My book, Appropriate, negotiate, challenge: Activist imaginaries and the politics of digital technologies is out now with UC Press. Read more here.

My name is Elisabetta Ferrari. I am an Assistant Professor – AIAS-AUFF Fellow at the Aarhus Institute of Advanced Studies (AIAS) at Aarhus University (Denmark). I am an Affiliate of the American Studies Center Aarhus. I was previously a Lecturer (Assistant Professor) in Digital Media in the School of Social and Political Sciences at the University of Glasgow (UK).
I am a member of the Young Academy for Cultures and Societies Research at the University of Freiburg, Germany. In 2023/2024 I was a Fellow at the Center for Advanced Internet Studies (CAIS) in Bochum, Germany.
My research addresses the social and political implications of digital technologies, with an emphasis on activism, social movements, and social justice. In general, my work explores how people use and think about digital media – and how this plays a role in their struggles for social justice.
My first book (University of California Press, 2024) examines how contemporary leftist activist groups in Italy, Hungary and the United States constructed their own technological imaginaries to appropriate, negotiate or challenge Silicon Valley’s dominant techno-optimist ideas; my book highlights the political and contested nature of the ideas we hold about technology, and their connection to social change. My dissertation, on which the book is based, won the 2020 Dissertation Award from the Association of Internet Researchers (AoIR). I have also developed a drawing-based research method, the visual focus group, through which I seek to facilitate conversations about the politics of technology and encourage civil society actors to imagine better digital technologies. I am currently working on a comparative project on Covid-19 mutual aid activism, which has received funding from the British Academy/Leverhulme Small Research Grant scheme. My research been published in peer-reviewed journals, presented at major conferences, and has received awards and competitive funding.
I am the Vice-Chair of the Activism, Communication and Social Justice (ACSJ) Division of the International Communication Association (ICA). Between 2021 and 2024 I served as Secretary of the Interest Group.

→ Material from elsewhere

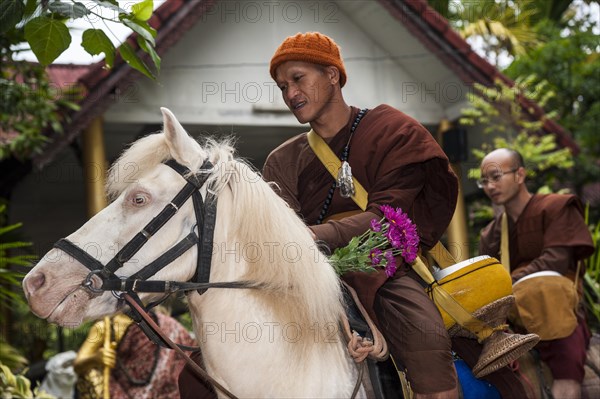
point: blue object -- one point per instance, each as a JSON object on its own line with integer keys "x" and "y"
{"x": 473, "y": 388}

I was a Postdoctoral Fellow at the Digital Studies Institute, University of Michigan (2020/2021) and at the Center on Digital Culture and Society at the University of Pennsylvania (2019/2020), where I remain a Research Affiliate. I gained my PhD in Communication at the Annenberg School for Communication at the University of Pennsylvania in 2019. I also hold a B.A. in International Studies from the University of Bologna (Italy) and an M.A. in Political Science, with a specialization in Political Communication, from Central European University (Budapest, Hungary).